You glide slow, walk less. Dump all your errands and hit the bed for an hour long afternoon nap and you add extra years to your life. So says Dr Junxin Li, lead researcher at the American Health in Ageing Foundation. His team examined 3,000 adults over the age of 65. The study found that non-nappers experienced about the same decline in their mental abilities that a five-year increase in age would be expected to cause. Those who snored away in bed developed higher cognitive function in addition to celebrating more birthdays.

Workaholics in the corporate world would find this hard to digest - nap more. So advocates Arrianna Huffington, founder and editor-in-chief of the Huffington Post. In her 2016 New York Times best seller, "The Sleep Revolution: Transforming Your Life, One Night at a Time", she endorses success and good life to good lazying aka sleeping.

And finally, as we turn to the internet, we have Google waiting to make us go sloth. Known as the "Google Effect", researchers from Columbia University, University of Wisconsin-Madison and Harvard published their study in the 2011 Science journal on how having so much information readily available to us via the internet affects our memory and makes us torpid. Going by the Kansas research, we can hope to count more on the number of years as we happily google away.
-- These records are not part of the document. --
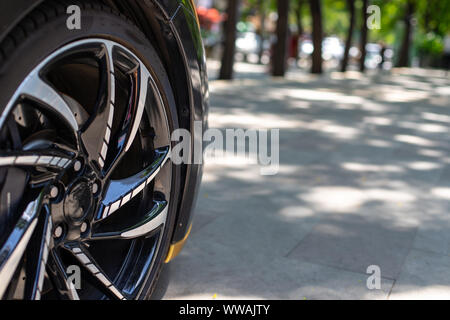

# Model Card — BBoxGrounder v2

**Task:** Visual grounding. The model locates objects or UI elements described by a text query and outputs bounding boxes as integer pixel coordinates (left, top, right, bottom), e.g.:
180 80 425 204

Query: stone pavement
157 63 450 300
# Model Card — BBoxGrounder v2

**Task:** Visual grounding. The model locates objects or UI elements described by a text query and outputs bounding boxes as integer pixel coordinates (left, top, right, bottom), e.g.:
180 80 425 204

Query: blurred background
157 0 450 300
197 0 450 79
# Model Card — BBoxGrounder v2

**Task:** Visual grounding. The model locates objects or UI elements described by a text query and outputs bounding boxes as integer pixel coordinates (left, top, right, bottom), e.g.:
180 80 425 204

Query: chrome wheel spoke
81 41 116 169
0 150 73 169
26 213 53 300
92 200 168 240
0 72 78 132
0 193 43 297
67 245 126 300
97 147 170 219
48 250 80 300
102 49 150 172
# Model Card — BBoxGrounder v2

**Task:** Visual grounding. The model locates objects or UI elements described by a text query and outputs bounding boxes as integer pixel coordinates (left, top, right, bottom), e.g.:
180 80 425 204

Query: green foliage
415 32 444 56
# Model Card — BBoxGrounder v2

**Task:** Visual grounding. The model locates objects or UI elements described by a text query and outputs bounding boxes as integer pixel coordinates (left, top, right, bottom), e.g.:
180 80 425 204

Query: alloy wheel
0 39 172 299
Being lazy is one of the most underrated, misunderstood forms of human existence. Dr. Peter Axt, a professor of health science at Fulda University in Germany, has written a book, "The Joy of Laziness: Why Life Is Better Slower - and How to Get There." In the book he says, the key to happiness isn't money or possessions but free time to enjoy life. Happiness comes from within. When you slow down and smell the roses, the joy of laziness sets you free.

Though being lazy is a tough task, it calls for perfection from often being interrupted by periods of excessive activity caused by inevitable external forces, like your education, employment, marriage, divorce, employment, illness of your near ones. As Dr. Axt opines, if you work at it long and hard enough, you can turn laziness into an art form. And this art is the potion for your long life.